The sniper had chosen a hide that gave him the best shot as the target neared the center of the trestle. The rifle was silenced, as he had heard no gunshot. “Who the hell are these guys and who are they looking for?” he thought to himself. The chopper rose up over the treetops and moved west down the tracks, and then, 30 minutes later, the "hunted" had appeared!
He was going to miss Eddie.
“Goodbye my brother, I will avenge you if I can.”
The fire was out.
He had fallen asleep, and now waking, he was beginning to feel the cold again. He lay there and listened to the dripping of the trees, the muted rumble of the river, and the sporadic wind that rattled the trees.
He decided against starting the fire again. The thought of someone smelling some smoke seemed to him to be too great a risk. He checked his watch and saw that it was 2:24am. Daylight was still 5 hours away. He curled up under his poncho liner and tucked in the corners. He would have used the space blanket, but the shiny reflective surface was not well suited for stealth, so he left it in the pack, to be used at a later time he told himself.
If he reached an area where he felt it was safe to stay a few days, like C4 or C5, he would build a debris hut and use the space blanket to insulate and water proof the roof. He hoped it would also help against detection by thermal imaging, if they decided to resort to FLIR on their choppers.
He fell back asleep, slightly chilled but too tired to fight it anymore.
Dusty had led him to a vantage point that was well hidden, but gave a view of the hillside where the sniper waited. “See that big tall spruce half way up the hill? He’s to the left about 5 feet and next to that small maple.” He silently cursed himself for not including his compact folding binoculars in his get home bag. He looked very carefully, but could not make out the sniper.
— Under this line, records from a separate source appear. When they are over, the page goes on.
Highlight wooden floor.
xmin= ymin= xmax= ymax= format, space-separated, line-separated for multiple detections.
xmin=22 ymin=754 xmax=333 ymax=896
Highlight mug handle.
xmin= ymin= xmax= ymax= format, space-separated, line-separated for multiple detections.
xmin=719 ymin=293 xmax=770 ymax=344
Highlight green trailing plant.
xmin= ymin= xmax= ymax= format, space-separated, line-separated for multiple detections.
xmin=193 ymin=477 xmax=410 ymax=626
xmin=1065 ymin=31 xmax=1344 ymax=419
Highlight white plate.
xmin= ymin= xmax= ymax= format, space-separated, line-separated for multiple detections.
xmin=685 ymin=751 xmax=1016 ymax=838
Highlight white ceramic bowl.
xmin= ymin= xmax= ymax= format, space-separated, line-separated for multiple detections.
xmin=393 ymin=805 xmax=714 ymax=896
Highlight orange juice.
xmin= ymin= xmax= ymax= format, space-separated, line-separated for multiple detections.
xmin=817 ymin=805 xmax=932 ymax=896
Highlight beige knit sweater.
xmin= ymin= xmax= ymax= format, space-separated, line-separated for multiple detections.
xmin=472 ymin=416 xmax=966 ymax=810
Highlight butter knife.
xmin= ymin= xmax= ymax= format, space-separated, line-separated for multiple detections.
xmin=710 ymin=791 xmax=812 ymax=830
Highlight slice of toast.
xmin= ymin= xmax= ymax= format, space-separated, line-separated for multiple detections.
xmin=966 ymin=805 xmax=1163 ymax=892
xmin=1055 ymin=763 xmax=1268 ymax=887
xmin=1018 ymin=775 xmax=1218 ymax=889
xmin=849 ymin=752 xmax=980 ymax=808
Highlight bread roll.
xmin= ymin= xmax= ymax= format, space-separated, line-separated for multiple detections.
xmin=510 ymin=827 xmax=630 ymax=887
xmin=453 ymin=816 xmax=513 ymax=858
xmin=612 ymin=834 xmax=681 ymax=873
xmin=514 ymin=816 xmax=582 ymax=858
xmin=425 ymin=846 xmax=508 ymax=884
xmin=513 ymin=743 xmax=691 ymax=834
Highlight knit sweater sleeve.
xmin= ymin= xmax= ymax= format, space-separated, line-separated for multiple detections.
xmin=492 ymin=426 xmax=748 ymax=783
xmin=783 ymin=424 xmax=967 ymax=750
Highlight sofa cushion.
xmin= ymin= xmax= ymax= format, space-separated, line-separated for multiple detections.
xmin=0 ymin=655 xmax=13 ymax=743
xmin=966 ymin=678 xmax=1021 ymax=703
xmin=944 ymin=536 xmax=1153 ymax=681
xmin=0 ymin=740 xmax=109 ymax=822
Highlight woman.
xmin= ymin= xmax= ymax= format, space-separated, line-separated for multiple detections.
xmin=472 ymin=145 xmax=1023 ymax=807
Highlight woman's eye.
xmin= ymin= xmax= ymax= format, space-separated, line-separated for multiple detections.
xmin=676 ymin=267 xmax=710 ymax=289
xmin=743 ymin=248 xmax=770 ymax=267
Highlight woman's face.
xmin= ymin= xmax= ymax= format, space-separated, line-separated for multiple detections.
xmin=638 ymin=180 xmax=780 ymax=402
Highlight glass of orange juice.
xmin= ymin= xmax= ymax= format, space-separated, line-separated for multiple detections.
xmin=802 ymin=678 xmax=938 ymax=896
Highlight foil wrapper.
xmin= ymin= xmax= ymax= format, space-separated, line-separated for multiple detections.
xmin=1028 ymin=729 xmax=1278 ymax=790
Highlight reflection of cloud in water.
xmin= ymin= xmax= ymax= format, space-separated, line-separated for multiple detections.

Then, he caught a small, out of place movement that could have been a small mammal moving about, but was the sniper shifting position. “He might be a good shot,” said Dusty, “but he is not very good at stealth.”
The two of them quietly made their way back to Dusty’s camp and discussed how to cross the river without being seen. They heard a chopper flying along the tracks, moving to the east. Dusty looked intently at him, and then said: “Man I don’t know what you did, but they really want your ass!” He shook his head and replied that he didn’t have a clue as to why they were after him.
After discussing their options at length, it was decided that it would be best to cross the river by floating across in Dusty’s little inflatable raft after dark. They agreed that to stay here would be bad, as the pursuers might send a team in on foot to look for him. The plan was to cross the river, travel east for a mile along the tracks, and then lay up in one of Dusty’s camps for the night and dry out. The two men talked at length as the sky grew darker, and when it was almost too dark to see, they moved to the riverbank, out of sight of the trestle, and crossed in the raft that was carefully hidden there. The crossing was uneventful, and a little over an hour later, they arrived at the 2nd camp.